Ealom is a Rohingya refugee whose story starts with his 2013 escape from the genocide in Myanmar. He travels by boat to Jakarta, Indonesia but nearly drowns during the journey and is rescued by a fisherman. From Indonesia, he starts a journey to Australia, planning to seek asylum upon arrival. During his boat journey, Australian Prime Minister Kevin Rudd makes the policy change that Australia would not accept refugees arriving by boat. Upon arrival in Australia he is arrested by Australian authorities and put in detention, initially in Christmas Island detention centre. Ealom is assigned a number and which is put on a permanent wristband. After six months, at the age of 21, he is moved to Manus Island detention centre. The conditions in the detention center were prison-like, toilets are overflowing with raw sewage, the food is rotten, Ealom is housed in an unbearably hot shipping container. Ealom is subjected to psychological torture.

In May 2017, after three and a half years of detention, a suicide attempt, a hunger strike, and serious injuries from an attack, Ealom orchestrates his escape. Posing as an interpreter he escapes the detention center with some aid from detention center staff. Once outside, he purchases and boards a flight to Port Moresby, Papua New Guinea.

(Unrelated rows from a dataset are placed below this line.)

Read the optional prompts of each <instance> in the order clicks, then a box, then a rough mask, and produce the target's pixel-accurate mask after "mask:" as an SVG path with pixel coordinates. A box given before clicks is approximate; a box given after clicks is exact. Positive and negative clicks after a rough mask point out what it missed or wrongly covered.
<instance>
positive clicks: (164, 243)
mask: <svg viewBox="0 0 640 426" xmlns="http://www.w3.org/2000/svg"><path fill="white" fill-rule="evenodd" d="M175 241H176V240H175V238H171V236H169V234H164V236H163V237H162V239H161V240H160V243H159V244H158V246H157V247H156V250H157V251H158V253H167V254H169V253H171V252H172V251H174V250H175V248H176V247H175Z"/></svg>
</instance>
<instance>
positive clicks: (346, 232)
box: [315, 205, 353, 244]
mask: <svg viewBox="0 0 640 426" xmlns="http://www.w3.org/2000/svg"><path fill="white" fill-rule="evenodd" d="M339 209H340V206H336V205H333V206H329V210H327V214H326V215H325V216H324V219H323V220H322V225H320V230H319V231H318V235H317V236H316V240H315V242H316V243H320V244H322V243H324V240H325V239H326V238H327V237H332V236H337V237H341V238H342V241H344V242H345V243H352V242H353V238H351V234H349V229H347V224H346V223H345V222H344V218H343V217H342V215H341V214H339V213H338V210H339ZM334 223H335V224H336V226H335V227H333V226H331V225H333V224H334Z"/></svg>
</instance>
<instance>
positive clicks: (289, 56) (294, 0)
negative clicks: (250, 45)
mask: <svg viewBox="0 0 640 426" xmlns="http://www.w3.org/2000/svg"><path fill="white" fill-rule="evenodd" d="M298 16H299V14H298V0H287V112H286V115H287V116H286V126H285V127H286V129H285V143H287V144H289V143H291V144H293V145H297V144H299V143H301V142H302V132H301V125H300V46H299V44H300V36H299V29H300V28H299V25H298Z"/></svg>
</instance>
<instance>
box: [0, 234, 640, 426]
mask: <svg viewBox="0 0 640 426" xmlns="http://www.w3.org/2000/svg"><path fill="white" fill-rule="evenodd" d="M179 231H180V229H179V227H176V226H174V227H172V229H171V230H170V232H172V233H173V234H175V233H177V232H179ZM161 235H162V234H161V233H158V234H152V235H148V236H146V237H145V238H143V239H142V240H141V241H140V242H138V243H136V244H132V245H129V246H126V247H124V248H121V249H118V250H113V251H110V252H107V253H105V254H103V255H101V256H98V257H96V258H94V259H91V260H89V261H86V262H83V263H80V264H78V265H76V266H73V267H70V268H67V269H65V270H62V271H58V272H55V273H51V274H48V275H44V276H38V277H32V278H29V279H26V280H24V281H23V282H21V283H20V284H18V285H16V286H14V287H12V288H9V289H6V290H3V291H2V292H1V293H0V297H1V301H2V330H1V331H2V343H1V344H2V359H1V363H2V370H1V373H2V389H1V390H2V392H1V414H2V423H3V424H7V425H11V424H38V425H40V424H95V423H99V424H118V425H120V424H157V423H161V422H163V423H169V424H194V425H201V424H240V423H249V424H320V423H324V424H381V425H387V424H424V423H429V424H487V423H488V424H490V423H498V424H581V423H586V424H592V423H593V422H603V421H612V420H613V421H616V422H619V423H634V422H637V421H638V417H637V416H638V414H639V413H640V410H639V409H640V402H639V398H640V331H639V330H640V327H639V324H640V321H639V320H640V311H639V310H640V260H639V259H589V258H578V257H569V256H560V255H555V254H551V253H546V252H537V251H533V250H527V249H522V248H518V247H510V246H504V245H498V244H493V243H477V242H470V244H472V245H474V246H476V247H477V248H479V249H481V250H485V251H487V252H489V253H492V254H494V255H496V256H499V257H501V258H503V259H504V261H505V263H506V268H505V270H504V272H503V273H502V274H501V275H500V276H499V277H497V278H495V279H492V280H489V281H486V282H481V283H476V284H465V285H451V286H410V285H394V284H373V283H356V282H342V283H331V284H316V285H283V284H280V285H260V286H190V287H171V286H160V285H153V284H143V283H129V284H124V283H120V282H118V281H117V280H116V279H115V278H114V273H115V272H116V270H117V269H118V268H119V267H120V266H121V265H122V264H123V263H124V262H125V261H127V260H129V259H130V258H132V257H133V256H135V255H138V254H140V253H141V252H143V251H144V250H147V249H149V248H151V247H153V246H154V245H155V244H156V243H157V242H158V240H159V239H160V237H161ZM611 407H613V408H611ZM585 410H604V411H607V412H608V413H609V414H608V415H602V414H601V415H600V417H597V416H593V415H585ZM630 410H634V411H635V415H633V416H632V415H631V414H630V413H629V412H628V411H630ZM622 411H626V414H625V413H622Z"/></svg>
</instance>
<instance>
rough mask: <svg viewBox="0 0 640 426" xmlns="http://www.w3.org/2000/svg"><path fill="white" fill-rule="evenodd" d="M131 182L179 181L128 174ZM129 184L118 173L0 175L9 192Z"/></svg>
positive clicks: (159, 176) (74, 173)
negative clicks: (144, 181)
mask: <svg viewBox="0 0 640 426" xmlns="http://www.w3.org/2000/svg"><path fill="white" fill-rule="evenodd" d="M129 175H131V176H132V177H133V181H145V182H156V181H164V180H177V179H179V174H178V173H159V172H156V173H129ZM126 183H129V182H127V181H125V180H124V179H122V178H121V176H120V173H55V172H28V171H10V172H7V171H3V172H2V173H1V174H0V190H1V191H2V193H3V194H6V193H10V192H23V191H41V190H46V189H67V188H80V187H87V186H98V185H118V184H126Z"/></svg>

In Papua New Guinea he learns Tok Pisin, pretends to be a Solomon Islander and obtains a Solomon Island passport. He flies to Solomon Islands and then, benefiting from the travel rules between Commonwealth countries, buys a flight to Toronto, Canada.

The book contains criticism of United Nations High Commissioner for Refugees, the Australian Government's refugee policies, and addresses common myths about refugees and migrants.

== Reception ==
In March 2020, Escape From Manus was described as "incredible" in The National.

It was described as a "compelling refugee's tale" and "an amazing escape story" in the Sydney Morning Herald in 2021.

Chris Breen, writing in Australian magazine Solidarity, notes the books clear critique of Australia's refugee policy and predicts that it will be made into a film.